Una de las principales funciones del encalado es actuar como barrera térmica. Los troncos de los limoneros están expuestos a lo largo del año a cambios de temperatura, radiación solar, frío, viento y humedad. Durante el invierno, las variaciones bruscas entre el día y la noche pueden dañar la corteza, mientras que en verano, el intenso sol puede sobrecalentarlo y generar perjuicios. La capa blanca de cal ayuda a reflejar parte de la radiación solar y mitigar estos cambios, lo cual reduce el estrés en el tronco.
Asimismo, se le atribuye un efecto protector contra plagas. La corteza de los árboles presenta grietas y rugosidades donde pueden ocultarse insectos y larvas. Al aplicar la mezcla de cal, esas áreas quedan cubiertas, dificultando que las plagas encuentren refugio. Además, la cal puede funcionar como un fungicida natural suave, contribuyendo a limitar la presencia de ciertos hongos en la superficie del tronco.
Para aquellos árboles frutales, como el limonero, que son vulnerables a cambios de humedad, infestaciones de insectos y problemas en la corteza, esta técnica puede servir como una medida preventiva eficaz. No obstante, no sustituye otros cuidados esenciales, como el riego adecuado, la poda, un buen drenaje del suelo o el control de enfermedades específicas, pero puede integrarse en una rutina de mantenimiento más amplia.
Se aconseja emplear cal apagada, también conocida como cal hidratada, y mezclarla con agua en proporciones que permitan una consistencia líquida, pero lo suficientemente espesa para que se adhiera bien al tronco. La preparación más sencilla consiste en combinar cinco kilos de cal apagada con siete litros de agua. Para ello, se debe colocar la cal en un recipiente grande, añadiendo el agua gradualmente y mezclando constantemente para evitar grumos hasta obtener una pasta homogénea con una consistencia fácil de aplicar con brocha, rodillo o cepillo de cerdas gruesas.
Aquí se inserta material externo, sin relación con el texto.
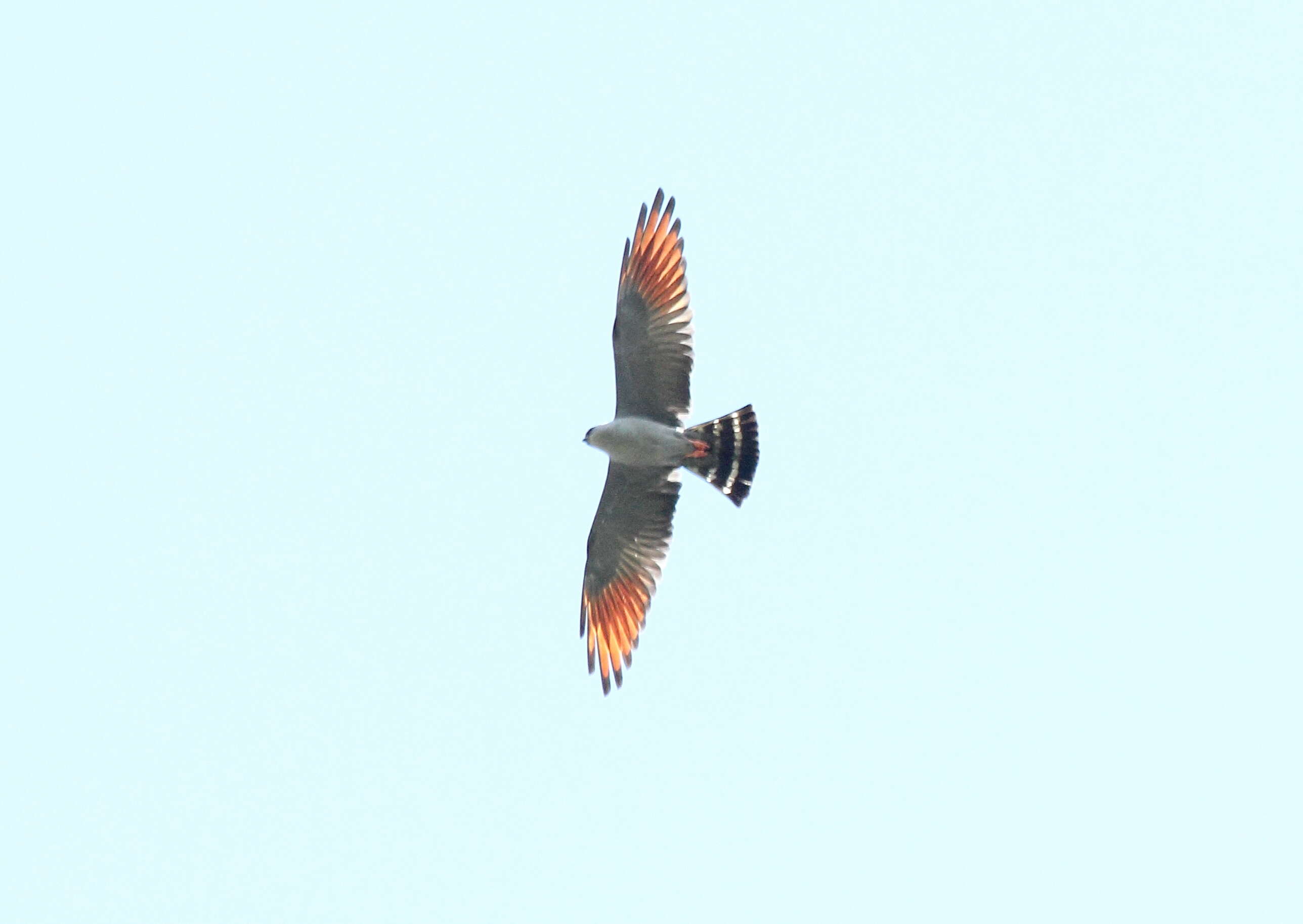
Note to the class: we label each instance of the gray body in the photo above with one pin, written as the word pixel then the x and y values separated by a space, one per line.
pixel 637 441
Antes de realizar el encalado, es recomendable revisar el tronco y limpiarlo con cuidado. Se pueden eliminar el polvo, la tierra y los restos de corteza suelta con un cepillo blando, evitando raspar agresivamente. La mezcla debe aplicarse sobre el tronco y las ramas principales, buscando que penetre en grietas y huecos, que son los lugares donde a menudo se esconden algunas plagas. La aplicación debe ser uniforme, evitando dejar zonas descubiertas sin necesidad de cubrir todo el árbol. Es importante no aplicar la cal en el follaje ni sobre los frutos. En áreas con elevada exposición solar, frecuentes plagas o condiciones climáticas extremas, algunos jardineros sugieren aplicar una segunda capa, pero solo una vez que la primera haya secado completamente.
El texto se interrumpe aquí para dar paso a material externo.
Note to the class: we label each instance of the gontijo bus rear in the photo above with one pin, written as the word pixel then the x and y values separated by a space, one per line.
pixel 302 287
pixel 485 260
Además, se deben tomar precauciones durante la aplicación, ya que la cal puede causar irritación en la piel, ojos o vías respiratorias. Por ello, es recomendable el uso de guantes, protección ocular y vestimenta adecuada. No conviene abusar de esta práctica ni utilizarla como solución única para cualquier problema del limonero.
Si el árbol muestra hojas amarillas, pérdida de frutos, ramas secas o señales evidentes de enfermedad, lo más sensato es determinar la causa antes de aplicar productos sin discriminación.